Kun je dat toelichten aan de hand van een voorbeeld?


“Een mogelijkheid waaraan je kunt denken, is de bewuste timing van het moment waarop je een keuze aanbiedt. De verleiding om een bepaalde keuze in het heden te maken, treedt namelijk altijd in een specifiek tijdsinterval op. In de beleving is er een scheiding tussen het heden en de toekomst – dat heden houdt op een gegeven moment op en dan begint de toekomst. Als je weet waar dat tijdsinterval van de verleiding zich bevindt, kun je het makkelijker maken voor iemand om die verleiding te weerstaan door hem of haar die keuze al eerder te laten vastleggen. Zo zou je deelnemers op – ik noem maar wat – 50-jarige leeftijd al een brief kunnen sturen waarin je de lumpsum-keuze biedt.”


Uit je onderzoek blijkt ook dat de risicovoorkeuren van deelnemers van dag tot dag kunnen schommelen. Kun je er dan wel beleid op baseren?


“Dit deel van het onderzoek is in de context van sparen en beleggen gedaan, en het interessante hieraan is het moment van uitvragen: maart 2020. Precies het moment dat corona wereldwijd speelde en ook zijn intrede deed in Nederland met als gevolg de intelligente lockdown eind maart. We onderzochten de risico- en tijdsvoorkeuren op dagelijkse basis. En wat bleek? Er was een samenhang met de ziekenhuisopnames. Op dagen van hoge ziekenhuisopnames waren mensen meer risicoavers en geduldiger: ofwel minder bereid om risico’s te nemen en meer bereid om geld voor later te sparen.


Omdat die veranderingen van dag op dag optreden, kun je daar natuurlijk geen beleggingsbeleid op afstemmen. Maar als fonds maakt het moment waarop je de risicobereidheid bij deelnemers uitvraagt dus uit. En dit geldt ook voor tijdsvoorkeuren. Als mensen zich in een onzekere situatie bevinden, zoals de coronacrisis, blijken ze meer geld te willen toewijzen aan later. Als pensioenfonds kun je daar rekening mee houden in de timing van je communicatie, maar je kunt het ook meenemen in de interpretatie van de resultaten van een uitvraag.”

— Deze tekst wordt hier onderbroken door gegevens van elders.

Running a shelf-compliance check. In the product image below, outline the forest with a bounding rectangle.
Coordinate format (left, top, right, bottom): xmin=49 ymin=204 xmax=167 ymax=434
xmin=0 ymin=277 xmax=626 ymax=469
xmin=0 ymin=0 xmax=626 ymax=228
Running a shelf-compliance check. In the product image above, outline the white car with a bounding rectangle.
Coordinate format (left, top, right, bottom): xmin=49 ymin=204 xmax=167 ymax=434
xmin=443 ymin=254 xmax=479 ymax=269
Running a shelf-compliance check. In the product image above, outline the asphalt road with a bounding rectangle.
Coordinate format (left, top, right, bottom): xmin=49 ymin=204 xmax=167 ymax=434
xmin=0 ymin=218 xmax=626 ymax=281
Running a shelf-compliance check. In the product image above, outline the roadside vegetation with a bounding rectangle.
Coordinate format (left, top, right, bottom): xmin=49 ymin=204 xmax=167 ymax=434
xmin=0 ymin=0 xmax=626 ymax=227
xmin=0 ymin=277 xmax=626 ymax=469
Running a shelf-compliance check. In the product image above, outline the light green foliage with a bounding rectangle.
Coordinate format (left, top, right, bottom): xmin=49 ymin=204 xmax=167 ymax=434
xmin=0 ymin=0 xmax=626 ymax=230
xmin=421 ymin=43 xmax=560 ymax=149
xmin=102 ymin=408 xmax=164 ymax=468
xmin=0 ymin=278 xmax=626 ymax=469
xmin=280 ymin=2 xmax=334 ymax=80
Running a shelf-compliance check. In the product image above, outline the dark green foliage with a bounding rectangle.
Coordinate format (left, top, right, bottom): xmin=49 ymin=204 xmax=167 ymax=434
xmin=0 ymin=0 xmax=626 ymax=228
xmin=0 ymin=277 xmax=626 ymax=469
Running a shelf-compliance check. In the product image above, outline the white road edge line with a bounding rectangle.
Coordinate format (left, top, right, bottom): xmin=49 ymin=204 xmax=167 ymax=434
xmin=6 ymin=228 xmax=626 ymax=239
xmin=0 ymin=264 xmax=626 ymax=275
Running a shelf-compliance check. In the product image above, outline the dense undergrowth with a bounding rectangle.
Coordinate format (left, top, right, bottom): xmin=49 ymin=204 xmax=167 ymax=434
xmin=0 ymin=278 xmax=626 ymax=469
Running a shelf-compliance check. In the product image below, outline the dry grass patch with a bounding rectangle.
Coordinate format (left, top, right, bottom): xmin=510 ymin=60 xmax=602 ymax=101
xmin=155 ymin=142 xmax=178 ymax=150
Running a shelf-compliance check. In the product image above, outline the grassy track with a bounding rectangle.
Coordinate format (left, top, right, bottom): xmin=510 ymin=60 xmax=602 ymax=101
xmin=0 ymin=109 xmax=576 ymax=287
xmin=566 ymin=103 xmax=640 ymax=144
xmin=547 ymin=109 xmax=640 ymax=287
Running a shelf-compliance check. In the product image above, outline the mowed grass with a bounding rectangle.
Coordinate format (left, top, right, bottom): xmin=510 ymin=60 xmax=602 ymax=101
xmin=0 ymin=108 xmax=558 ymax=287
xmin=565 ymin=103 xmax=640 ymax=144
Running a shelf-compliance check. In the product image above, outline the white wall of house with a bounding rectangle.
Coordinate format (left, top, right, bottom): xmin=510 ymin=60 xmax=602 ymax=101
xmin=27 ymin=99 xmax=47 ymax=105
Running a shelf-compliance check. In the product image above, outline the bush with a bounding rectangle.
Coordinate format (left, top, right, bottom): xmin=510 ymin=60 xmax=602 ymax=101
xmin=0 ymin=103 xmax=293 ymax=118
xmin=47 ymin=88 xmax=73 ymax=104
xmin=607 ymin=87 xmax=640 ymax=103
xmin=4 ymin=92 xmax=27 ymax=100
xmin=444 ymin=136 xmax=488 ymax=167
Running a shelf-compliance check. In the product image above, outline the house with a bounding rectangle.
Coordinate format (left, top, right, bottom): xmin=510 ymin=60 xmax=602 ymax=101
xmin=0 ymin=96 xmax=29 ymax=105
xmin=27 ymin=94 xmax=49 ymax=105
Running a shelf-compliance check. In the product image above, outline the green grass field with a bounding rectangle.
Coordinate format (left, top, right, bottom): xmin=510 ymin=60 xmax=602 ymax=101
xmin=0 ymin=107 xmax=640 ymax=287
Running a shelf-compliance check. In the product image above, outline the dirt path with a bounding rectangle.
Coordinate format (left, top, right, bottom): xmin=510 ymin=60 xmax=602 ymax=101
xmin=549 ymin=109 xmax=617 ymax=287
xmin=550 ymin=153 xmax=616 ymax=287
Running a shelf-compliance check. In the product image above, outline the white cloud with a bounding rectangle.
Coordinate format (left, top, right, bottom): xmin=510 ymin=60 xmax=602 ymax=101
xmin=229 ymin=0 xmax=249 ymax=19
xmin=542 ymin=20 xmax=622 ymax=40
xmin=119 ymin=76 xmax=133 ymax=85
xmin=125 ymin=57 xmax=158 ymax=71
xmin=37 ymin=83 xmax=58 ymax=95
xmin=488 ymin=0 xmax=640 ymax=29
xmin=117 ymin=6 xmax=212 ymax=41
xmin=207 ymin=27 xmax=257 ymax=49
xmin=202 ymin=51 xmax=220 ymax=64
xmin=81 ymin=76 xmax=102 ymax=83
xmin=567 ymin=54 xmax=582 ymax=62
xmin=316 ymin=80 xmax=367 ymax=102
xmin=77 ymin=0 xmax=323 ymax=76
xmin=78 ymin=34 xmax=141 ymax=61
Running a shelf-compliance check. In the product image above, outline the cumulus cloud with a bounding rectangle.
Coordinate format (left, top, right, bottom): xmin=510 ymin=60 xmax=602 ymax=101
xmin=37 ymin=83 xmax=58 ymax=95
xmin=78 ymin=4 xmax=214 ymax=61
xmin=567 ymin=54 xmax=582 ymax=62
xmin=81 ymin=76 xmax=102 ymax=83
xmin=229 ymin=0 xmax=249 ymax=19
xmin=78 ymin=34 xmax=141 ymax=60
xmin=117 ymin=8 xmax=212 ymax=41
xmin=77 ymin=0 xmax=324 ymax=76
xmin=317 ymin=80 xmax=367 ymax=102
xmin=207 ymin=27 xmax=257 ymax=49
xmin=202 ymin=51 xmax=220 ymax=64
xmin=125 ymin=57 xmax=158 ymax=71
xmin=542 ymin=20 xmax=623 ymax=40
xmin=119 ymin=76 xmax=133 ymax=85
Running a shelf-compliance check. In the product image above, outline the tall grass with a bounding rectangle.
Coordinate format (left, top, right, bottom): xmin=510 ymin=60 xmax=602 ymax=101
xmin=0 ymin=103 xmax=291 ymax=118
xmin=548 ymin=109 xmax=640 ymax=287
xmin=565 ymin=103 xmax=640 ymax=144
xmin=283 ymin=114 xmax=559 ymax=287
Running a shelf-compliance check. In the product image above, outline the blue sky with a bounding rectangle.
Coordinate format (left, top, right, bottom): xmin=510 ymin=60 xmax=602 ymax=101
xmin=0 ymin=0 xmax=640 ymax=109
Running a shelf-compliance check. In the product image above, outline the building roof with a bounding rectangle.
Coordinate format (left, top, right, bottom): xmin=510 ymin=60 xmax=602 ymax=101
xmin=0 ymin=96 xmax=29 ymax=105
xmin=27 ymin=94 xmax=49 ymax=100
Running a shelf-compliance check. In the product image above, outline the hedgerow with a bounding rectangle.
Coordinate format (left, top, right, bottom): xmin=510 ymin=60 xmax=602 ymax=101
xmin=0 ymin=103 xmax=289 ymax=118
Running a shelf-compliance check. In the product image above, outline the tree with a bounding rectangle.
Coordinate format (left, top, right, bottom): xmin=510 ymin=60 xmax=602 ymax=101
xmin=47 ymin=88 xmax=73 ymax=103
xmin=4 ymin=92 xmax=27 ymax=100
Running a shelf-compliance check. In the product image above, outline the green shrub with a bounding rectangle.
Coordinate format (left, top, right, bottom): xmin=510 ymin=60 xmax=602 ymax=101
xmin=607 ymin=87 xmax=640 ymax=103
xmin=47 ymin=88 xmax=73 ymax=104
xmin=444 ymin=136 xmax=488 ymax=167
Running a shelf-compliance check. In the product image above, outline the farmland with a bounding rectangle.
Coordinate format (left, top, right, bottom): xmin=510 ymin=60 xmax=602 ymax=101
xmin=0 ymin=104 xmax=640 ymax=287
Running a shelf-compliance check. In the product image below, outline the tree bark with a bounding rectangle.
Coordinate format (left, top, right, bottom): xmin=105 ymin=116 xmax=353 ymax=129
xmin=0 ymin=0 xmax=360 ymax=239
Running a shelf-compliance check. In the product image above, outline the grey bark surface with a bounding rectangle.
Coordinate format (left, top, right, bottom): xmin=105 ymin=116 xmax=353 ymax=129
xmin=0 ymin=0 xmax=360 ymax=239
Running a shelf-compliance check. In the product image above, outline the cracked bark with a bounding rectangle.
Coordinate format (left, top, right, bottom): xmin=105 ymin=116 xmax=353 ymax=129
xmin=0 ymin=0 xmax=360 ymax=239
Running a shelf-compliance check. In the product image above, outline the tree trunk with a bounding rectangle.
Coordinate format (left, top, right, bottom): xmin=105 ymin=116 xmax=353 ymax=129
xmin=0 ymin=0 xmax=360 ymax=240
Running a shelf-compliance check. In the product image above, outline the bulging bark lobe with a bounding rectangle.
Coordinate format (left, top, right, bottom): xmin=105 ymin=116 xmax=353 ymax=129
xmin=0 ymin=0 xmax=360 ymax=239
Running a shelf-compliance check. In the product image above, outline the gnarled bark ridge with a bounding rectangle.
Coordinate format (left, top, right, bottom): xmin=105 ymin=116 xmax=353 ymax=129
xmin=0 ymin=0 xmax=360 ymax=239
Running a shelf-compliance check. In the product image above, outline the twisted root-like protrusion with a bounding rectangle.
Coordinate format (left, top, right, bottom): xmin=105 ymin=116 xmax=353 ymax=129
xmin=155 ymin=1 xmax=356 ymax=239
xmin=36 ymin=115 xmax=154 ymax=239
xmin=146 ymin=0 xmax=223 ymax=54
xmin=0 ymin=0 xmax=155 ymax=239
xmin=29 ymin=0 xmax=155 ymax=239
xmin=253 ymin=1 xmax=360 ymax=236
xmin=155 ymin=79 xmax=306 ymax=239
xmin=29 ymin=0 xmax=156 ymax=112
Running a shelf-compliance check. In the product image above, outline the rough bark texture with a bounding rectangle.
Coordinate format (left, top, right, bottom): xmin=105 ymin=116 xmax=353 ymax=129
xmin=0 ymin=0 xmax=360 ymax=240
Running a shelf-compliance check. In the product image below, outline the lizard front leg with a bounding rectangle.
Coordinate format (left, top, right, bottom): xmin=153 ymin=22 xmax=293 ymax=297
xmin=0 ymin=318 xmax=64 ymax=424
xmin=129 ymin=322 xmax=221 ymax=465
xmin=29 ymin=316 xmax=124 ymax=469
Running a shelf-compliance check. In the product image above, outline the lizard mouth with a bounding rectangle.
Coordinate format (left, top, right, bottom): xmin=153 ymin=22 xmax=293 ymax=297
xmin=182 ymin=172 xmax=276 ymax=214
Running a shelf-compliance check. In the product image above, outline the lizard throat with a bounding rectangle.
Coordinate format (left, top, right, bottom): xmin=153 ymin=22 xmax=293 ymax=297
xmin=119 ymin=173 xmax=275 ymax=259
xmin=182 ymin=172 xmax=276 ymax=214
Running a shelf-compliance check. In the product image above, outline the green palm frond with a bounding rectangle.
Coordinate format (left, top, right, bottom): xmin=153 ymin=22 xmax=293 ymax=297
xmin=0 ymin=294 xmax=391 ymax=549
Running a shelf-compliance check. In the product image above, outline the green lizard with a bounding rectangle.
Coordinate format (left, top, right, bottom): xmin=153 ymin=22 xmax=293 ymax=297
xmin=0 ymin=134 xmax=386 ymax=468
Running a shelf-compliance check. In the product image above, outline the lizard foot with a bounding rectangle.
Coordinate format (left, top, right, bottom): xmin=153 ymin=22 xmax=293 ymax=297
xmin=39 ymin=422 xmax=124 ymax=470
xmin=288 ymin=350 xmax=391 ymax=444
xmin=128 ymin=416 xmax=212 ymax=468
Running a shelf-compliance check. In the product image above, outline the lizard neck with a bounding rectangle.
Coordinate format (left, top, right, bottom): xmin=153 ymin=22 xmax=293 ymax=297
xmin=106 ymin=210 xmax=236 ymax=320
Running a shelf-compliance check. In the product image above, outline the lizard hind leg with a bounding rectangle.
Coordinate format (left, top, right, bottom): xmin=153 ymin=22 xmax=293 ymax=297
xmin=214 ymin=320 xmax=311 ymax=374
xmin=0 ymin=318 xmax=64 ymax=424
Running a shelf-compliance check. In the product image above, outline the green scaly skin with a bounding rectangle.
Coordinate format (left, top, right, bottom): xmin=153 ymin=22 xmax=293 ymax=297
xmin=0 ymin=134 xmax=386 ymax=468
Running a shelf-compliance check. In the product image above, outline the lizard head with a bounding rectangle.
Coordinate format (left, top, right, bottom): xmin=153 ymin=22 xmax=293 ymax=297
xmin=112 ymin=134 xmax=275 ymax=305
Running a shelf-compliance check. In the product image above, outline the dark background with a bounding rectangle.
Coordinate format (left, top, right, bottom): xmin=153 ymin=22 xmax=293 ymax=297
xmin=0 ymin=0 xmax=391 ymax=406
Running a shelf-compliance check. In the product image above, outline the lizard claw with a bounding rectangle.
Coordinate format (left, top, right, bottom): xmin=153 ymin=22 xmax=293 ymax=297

Uit het onderzoek blijkt dat je voorkeuren – qua tijd en risico – van deelnemers dus kunt gebruiken om hun gedrag beter te verklaren. Houdt dat in dat je dat gedrag o0k kunt voorspellen?


“Op basis van het onderzoek naar tijds- en risicovoorkeur in 2018 kunnen we nu voor 80 procent van de deelnemers verklaren waarom een deelnemer voor een hoog-laag uitkering of voor een vlakke uitkering kiest. Voorspellen gaat nog een stap verder, omdat je dan ook moet weten of de voorkeuren op het moment van de keuze hetzelfde zijn als nu. Als je dat bijvoorbeeld elk jaar meet, kun je er betrouwbaardere voorspellingen over doen.”

Geen onbekende voor APG
Het kan snel gaan. In 2016 deed Goossens zijn afstudeerstage bij het toenmalige APG Strategie en Beleid. Zo’n zeven jaar later mag hij zichzelf doctor noemen en PhD (Doctor of Philosophy) achter zijn naam zetten. Goossens is verbonden aan Netspar en Radboud University Nijmegen. APG’ers Eduard Ponds en Rob van den Goorbergh hebben de promovendus begeleid tijdens zijn onderzoek, samen met Bas Werker (Tilburg University) en Marike Knoef (Tilburg University).  De verdediging van Goossens’ proefschrift vond plaats op 17 februari 2023.